Belopolskii, Aristarkh

Belopol’skii, Aristarkh Apollonovich

 

Born July 1 (13), 1854, in Moscow; died May 16,1934, in Pulkovo. Soviet astronomer. Academician of the Academy of Sciences of the USSR (1903).

Belopol’skii graduated from Moscow University in 1877 and was retained there to prepare for the position of professor of astronomy. He photographed the comet of 1884 and the moon during a total eclipse and obtained photographs of the sun’s corona during an eclipse in 1887. He observed the positions of stars with large proper motions and of planets and comets on the meridian circle. He devoted particular attention to photographing the sun. In 1888 he began working at the Pulkovo Observatory, where he was director from 1917 to 1919. In his first years at Pulkovo he conducted studies of Jupiter’s rotation and revealed the different periods of rotation near the planet’s equator and at higher latitudes. He carried out comprehensive investigations of the sun’s rotation by studying the motion of solar faculae and measured numerous photographs of the sun obtained at Pulkovo between 1881 and 1888. Soon after, he began work on determining and investigating the radial velocities of celestial bodies (that is, their velocities along the line of sight). He was one of the first scientists to obtain photographs of the spectra of celestial bodies using spectrographs. (One of the spectrographs at Pulkovo was constructed according to his specifications.) In 1895 he used the measurement of radial velocities in investigating the structure of Saturn’s rings and showed that they consisted of a number of separate small bodies revolving around the planet.

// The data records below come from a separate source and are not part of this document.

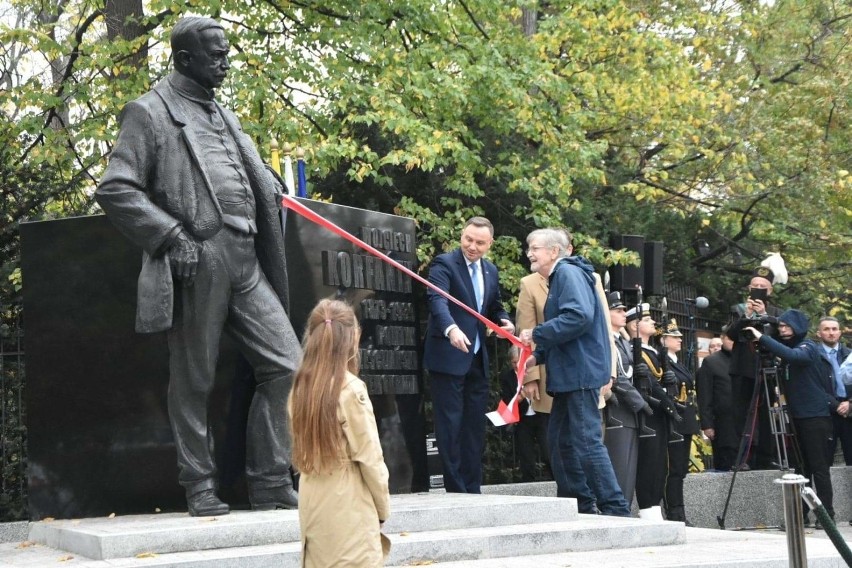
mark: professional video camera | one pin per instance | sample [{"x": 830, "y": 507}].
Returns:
[{"x": 768, "y": 325}]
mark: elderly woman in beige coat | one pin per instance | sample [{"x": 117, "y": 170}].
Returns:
[{"x": 343, "y": 492}]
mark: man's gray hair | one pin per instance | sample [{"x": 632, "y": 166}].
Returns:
[
  {"x": 553, "y": 237},
  {"x": 185, "y": 33}
]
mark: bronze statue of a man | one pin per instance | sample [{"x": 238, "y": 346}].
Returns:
[{"x": 188, "y": 186}]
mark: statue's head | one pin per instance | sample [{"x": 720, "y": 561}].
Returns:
[{"x": 200, "y": 50}]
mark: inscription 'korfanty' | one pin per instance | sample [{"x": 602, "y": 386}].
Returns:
[{"x": 352, "y": 270}]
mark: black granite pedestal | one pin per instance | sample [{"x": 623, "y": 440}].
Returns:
[{"x": 98, "y": 433}]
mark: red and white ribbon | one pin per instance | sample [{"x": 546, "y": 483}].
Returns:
[{"x": 505, "y": 413}]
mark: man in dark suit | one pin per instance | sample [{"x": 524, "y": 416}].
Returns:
[
  {"x": 186, "y": 185},
  {"x": 456, "y": 356},
  {"x": 716, "y": 405}
]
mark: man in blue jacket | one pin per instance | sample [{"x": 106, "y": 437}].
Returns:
[
  {"x": 573, "y": 341},
  {"x": 811, "y": 397},
  {"x": 456, "y": 356}
]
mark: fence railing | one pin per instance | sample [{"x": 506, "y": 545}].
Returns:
[{"x": 13, "y": 430}]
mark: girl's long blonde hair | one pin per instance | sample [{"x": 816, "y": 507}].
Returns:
[{"x": 330, "y": 348}]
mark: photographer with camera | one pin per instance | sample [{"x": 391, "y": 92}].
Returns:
[
  {"x": 746, "y": 364},
  {"x": 811, "y": 398}
]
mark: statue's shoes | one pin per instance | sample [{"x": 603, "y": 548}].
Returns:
[
  {"x": 267, "y": 499},
  {"x": 206, "y": 504}
]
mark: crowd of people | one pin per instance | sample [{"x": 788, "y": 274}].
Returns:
[
  {"x": 609, "y": 403},
  {"x": 612, "y": 413}
]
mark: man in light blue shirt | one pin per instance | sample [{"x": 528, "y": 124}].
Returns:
[{"x": 835, "y": 352}]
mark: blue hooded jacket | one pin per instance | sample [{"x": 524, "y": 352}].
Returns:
[
  {"x": 809, "y": 387},
  {"x": 574, "y": 340}
]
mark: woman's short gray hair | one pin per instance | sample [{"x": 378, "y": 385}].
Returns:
[{"x": 552, "y": 237}]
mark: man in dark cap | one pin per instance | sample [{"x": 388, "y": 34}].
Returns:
[
  {"x": 744, "y": 370},
  {"x": 811, "y": 397},
  {"x": 624, "y": 405},
  {"x": 186, "y": 185},
  {"x": 679, "y": 451}
]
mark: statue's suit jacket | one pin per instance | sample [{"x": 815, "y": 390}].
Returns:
[
  {"x": 157, "y": 181},
  {"x": 450, "y": 273}
]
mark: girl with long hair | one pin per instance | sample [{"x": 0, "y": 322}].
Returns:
[{"x": 343, "y": 491}]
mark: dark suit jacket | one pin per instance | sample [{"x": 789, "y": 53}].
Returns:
[
  {"x": 157, "y": 181},
  {"x": 449, "y": 272}
]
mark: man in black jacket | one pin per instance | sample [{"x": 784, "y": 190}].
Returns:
[
  {"x": 745, "y": 366},
  {"x": 810, "y": 394},
  {"x": 716, "y": 405}
]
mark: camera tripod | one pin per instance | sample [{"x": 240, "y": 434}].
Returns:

The main purpose of Belopol’skii’s observations was to obtain the radial velocities of bright stars of the second to fourth magnitudes (approximately 200) in order to determine the motion of the sun and to investigate the spectra of variable stars. Belopol’skii did not let by one flare of a new star without investigating its spectrum. He discovered the periodic oscillations of the radial velocities of cepheids. Unsatisfied with the demonstration of Doppler’s principle by observing the radial velocities of stars, he constructed a clever device for its experimental verification. This demonstration, carried out independently of any theoretical constructions, was of decisive significance.

Using a stellar spectrograph, Belopol’skii tried to study the rotation of the sun by spectral means. In 1912 he ordered a special instrument for this purpose, which, however, was made only after the Soviets came to power (1923). Using it, Belopol’skii photographed the spectrum of the sun’s limb according to the plan of the International Union for Solar Studies, whose Russian branch he presided over. During these investigations Belopol’skii observed that the sun’s rotational velocity decreased somewhat between 1925 and 1933, which was corroborated by the observations of other astronomers. He was also interested in comets and studied not only their spectra but also the physical structure and chemical composition of their tails.

WORKS

Astronomicheskie trudy. Scientific biographical sketch and commentary by O. A. Mel’nikov. Moscow, 1954.

REFERENCE

Fesenkov, V. G. “Aristarkh Apollonovich Belopol’skii.” In Liudirusskoi nauki: Ocherki o vydaiushchikhsia deiateliakh estestvoznaniia i tekhniki—matematika, mekhanika, aslronomila, fizika, khimiia. Moscow, 1961.